Eine offenbar neue Generation tschetschenischer Rebellen hat der Weltöffentlichkeit gezeigt, wie sehr Moskaus Kaukasuspolitik in der Sackgasse steckt. Erst 23 Jahre alt war Mowsar Barajew, der Anführer der spektakulären Geiselnahme im Herzen der russischen Hauptstadt. Zu seinen Kampfgefährten zählten blutjunge Witwen, die ihre Männer im Krieg verloren und selbst daher nichts mehr zu verlieren hatten.

Noch vor einer Woche hatte der tschetschenische Duma-Abgeordnete Aslanbek Aslachanow bei einem Meeting des Komitees der russischen Soldatenmütter von der Regierung gefordert, so schnell wie möglich Friedensgespräche aufzunehmen. "In fünf Jahren müssen wir mit jungen Menschen verhandeln, die nur den Krieg kennen und in einem Klima des Hasses gegen Russland aufgewachsen sind. Dann finden wir erst Recht keinen Kompromiss", ahnte der Parlamentarier. Die Realität war schneller als seine Befürchtungen, die verlorenen Kinder Tschetscheniens hatten bereits das Theater an der Melnikow-Straße vermint.

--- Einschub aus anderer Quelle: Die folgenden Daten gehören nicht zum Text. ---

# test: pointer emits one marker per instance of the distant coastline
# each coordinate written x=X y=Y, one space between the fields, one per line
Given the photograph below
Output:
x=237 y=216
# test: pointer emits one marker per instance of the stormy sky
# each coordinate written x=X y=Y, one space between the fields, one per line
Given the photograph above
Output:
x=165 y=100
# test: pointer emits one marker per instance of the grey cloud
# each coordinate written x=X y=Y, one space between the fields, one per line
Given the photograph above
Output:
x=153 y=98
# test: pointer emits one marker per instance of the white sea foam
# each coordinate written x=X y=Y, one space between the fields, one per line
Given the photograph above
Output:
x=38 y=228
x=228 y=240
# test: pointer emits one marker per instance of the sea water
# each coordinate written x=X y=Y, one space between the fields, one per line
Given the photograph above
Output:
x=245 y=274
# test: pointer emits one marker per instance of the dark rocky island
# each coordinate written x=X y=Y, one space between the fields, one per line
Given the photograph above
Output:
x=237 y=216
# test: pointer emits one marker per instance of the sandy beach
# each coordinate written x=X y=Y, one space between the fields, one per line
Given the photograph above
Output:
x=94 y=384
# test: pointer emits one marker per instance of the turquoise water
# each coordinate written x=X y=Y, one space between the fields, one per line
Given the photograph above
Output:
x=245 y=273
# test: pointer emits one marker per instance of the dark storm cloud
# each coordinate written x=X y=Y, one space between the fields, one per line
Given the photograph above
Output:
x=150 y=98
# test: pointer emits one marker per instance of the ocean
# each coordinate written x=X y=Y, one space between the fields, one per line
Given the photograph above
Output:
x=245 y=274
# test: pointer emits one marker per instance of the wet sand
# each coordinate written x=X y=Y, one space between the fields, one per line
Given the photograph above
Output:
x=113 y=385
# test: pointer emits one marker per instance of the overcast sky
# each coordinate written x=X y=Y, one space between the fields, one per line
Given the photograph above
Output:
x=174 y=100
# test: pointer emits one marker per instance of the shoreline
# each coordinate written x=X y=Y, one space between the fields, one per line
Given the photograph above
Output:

Zwar ging das Drama schneller und unblutiger aus, als viele befürchtet hatten. Aber nicht nur der ominöse Gaseinsatz und die brutale Hinrichtung der schlafenden Terroristen stellt den vermeintlichen Erfolg des Kreml in Frage. Denn Moskau reagierte nach dem "Sieg", wie Moskau immer reagiert. Spezialeinheiten verstärkten erneut ihre berüchtigten Streifzüge durch tschetschenische Dörfer, obwohl bei diesen offiziell "Säuberungen" genannten Aktionen vor allem die Zivilbevölkerung leidet. Außerdem haben russische Panzer gleich nach der Erstürmung des Musical-Theaters drohend Flüchtlingslager in Inguschetien umstellt, maskierte Soldaten durchkämmten daraufhin die Zeltcamps nach verdächtigen Terroristen. Auf dem Nährboden solcher Kampagnen gedeihen die neuen Bassajews und Barajews. Moskaus Reflex erinnert immer stärker an den Nahen Osten, wo Gewalt und Gegengewalt sich zu einer endlosen Spirale winden.

Friedensverhandlungen scheinen für Putin keine Alternative zum zermürbenden Partisanenkrieg in den Bergen Tschetscheniens. "Die Generäle sind nicht an einem Ende des Krieges interessiert, und gerade sie haben großen Einfluss auf Putin", meinte Ida Kulina vom Koordinierungsrat der Soldatenmütter. "Er braucht die Militärs als Rückhalt bei den bevorstehenden Wahlen."